Mediating change in environmental policy : The case of EEA and Norway Grants in Central European countries

Publication at Faculty of Arts |
2020

Abstract

This research concentrates on how changes in environmental policy are mediated in the Central European societies based on the influence of the European Economic Area and Norway Grants (EEA/Norway Grants). Every country which is a receiver of the EEA/Norway Grants negotiates with the Agency of EEA/Norway Grants over the fields that are going to be financed.

These fields of investments are negotiated in the memorandum of understanding. These official bilateral documents well describe the change of the priorities of the states during two financial periods, but also represent the change of the policies and direction of the societies.

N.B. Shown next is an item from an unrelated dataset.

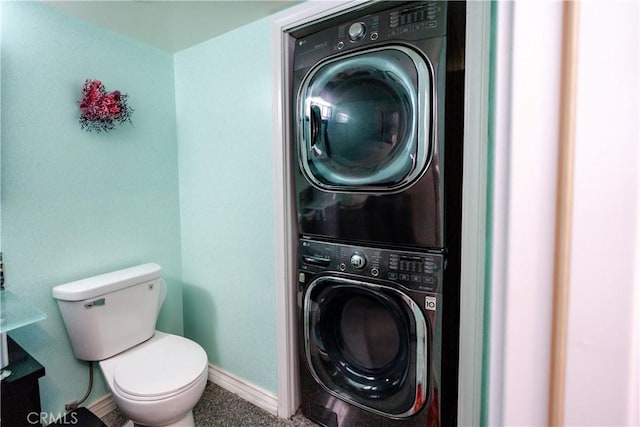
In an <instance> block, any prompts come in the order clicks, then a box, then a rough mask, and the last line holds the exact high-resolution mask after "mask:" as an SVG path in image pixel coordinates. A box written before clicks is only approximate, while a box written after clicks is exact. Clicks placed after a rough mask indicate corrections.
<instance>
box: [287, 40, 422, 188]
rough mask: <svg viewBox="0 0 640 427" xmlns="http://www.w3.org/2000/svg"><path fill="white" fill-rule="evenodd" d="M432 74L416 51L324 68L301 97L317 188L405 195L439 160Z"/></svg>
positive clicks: (297, 108) (311, 163)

In my previous research, I have described how Norway uses these EEA/Norway Grants as a soft power tool of the Norwegian foreign policy. The EEA/Norway Grants are used as an instrument of how Norway shares its values which can be forced to be accepted as a condition for financing.

During the analysis, I realised the amount of communication that goes behind the negotiation in both official (governmental) and unofficial levels (media and NGOs). Using the theory of soft power defined by Robert Keohane and Joseph Nye, we can analyse the change over the priority of the states to invest in the environmental fields during the last two financial periods.

But moreover, the mediating of this change in the Central European societies. Using qualitative methods and discursive analysis, we can detect the areas of environmental policy in each memorandum of understanding for two periods, 2009-2014 and 2014-2021.

Altogether with the quantitative methods of causal-comparative research (analysing change of the submitted investments into the environmental issues), we can detect the change and the direction of each state, e. g. whether financing into the environment policy increase or decrease. Then, after analysing both official and unofficial sources (memorandums, official statements, interviews, news articles), we can answer how the change is mediated in society, but also how the change is accepted, e.g. the case of Hungary shows that the mediating change by the hard power, used by Viktor Orban, can lead even into the suspending of financing for the whole financial period or into the diplomatic tiff, contrary Czechia successfully increases both investments and the bilateral relations.

A reaction of each state is different, and so the source needs for examining the answers for the research. The aim of this research is to examine how Central European countries (Czechia, Hungary, Poland and Slovakia) differ in mediating change in environmental policy, as part of the EEA/Norway Grants, at different levels (a change of priorities, change of the amount of money financed into the state in total, the change in the attitude among the Norwegian foreign policy) and how they differ in communicating these changes in society (e.g. what kind of rhetoric the government uses, what kind of mediation resources are used).

The topic of this research is a part of the long-term analysis of EEA/Norway Grants that the researcher concentrates on and can be a unique outcome because of the researcher's interdisciplinary educational background.